BUSINESS NEEDS ALL FOUR (Jun, 1958)

BUSINESS NEEDS ALL FOUR

ONLY REMINGTON OFFERS ALL FOUR

Your Remington Rand representative is best qualified to fulfill the typing needs of the modern office because only he can offer all four typewriters essential to business.

He can impartially study your requirements and recommend exactly the typewriter that will contribute the most to typing efficiency in your own particular organization.

Remington Rand
DIVISION OF SPERRY RAND CORPORATION

8 comments
  1. Toronto says: April 5, 201110:49 am

    The “Statesman” model appears to have a split space bar. Anyone know what that was used for?

  2. DouglasUrantia says: April 5, 201111:58 am

    I believe one was for a full space and the other was for a half space.

  3. John says: April 5, 201112:45 pm

    DouglasUrantia: That makes sense because Remington advertised it as a “proportional spaced” typewriter. Thanks.

  4. Charlene says: April 5, 20112:32 pm

    If I recall correctly, the main difference between the Electric and the Statesman was that the Statesman had proportional spacing, a sign of prestige at the time as it mimicked typesetting. The main difference between the Standard and Noiseless was that the Noiseless claimed, wrongly, to be quiet.

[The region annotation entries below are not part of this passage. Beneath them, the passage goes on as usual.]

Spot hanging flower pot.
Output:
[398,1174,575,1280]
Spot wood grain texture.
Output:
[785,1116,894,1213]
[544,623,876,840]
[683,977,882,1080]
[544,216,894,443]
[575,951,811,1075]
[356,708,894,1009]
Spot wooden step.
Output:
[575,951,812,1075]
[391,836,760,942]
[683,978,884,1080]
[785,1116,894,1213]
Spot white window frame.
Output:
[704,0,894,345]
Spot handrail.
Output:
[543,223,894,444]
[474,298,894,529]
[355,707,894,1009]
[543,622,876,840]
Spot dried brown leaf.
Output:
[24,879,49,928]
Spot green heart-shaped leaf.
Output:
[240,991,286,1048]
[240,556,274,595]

  5. DouglasUrantia says: April 5, 20115:58 pm

    Charlene: The novelty of this machine was soon trounced by the newer IBM typewriters which incorporated a type of column justification into their machines. My father bought one for his legal secretary when they were first introduced in the 1950s.

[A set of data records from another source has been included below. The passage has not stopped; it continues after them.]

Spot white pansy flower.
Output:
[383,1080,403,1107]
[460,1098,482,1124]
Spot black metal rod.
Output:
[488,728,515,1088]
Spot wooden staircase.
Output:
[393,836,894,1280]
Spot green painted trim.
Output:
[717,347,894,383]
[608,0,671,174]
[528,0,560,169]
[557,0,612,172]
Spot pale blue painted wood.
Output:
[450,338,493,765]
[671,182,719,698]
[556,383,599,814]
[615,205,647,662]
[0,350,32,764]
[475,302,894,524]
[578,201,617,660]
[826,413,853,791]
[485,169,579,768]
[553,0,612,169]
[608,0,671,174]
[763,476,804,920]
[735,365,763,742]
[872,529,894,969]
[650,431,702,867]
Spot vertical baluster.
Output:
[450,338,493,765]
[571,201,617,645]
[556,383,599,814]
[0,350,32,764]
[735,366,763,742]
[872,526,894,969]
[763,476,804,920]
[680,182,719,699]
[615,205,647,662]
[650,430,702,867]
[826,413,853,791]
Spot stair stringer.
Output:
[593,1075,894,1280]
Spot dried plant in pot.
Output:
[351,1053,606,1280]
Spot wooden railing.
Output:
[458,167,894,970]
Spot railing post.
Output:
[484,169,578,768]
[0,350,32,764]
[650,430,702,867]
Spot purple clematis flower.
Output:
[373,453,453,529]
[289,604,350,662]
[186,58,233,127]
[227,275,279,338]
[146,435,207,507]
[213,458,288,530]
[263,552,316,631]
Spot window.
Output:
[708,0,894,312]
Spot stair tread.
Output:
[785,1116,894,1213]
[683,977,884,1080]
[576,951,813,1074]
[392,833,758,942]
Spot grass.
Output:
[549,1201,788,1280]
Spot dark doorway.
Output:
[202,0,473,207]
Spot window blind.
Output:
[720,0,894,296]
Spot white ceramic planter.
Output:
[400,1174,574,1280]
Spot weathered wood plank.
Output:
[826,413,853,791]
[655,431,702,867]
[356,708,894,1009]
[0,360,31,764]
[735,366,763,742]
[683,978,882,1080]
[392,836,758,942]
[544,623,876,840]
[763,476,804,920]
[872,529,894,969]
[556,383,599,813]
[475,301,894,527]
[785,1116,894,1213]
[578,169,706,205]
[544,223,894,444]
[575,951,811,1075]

    When I was in the Navy in the late 1960s we were still using antique manual machines.

  6. John Savard says: April 6, 20113:18 pm

    Yes, the IBM Executive, which became available to the general public immediately after World War II, also had a split space bar. It was much more common than the Statesman, and I think it also offered a better approximation to printing, although it was still not as good.

    But IBM didn’t make any manual typewriters, which is presumably the point this advertisement is trying to make. Even by 1958, however, the “noiseless” typewriter was something of an antique curiosity.

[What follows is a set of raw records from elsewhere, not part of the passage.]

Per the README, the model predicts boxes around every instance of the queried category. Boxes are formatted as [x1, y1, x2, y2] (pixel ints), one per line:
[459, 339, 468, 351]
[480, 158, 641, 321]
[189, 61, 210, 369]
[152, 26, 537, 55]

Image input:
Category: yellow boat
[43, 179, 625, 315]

  7. Toronto says: April 6, 20113:48 pm

    Thanks, all.

    Having finally learned to type on an IBM model 029 (after exposure to even more horrid Royal “40 pounder” manual machines), I’ve build up a lot of bad typing habits, including only using my right thumb on the space bar. A split bar would be lost on me.

  8. Charlene says: April 10, 201110:51 pm

    I think the right thumb has always been the “proper” way to hit the spacebar. When I was in school, hitting it with either thumb was considered a bad habit. I wonder if that was due to the existence of the split bar.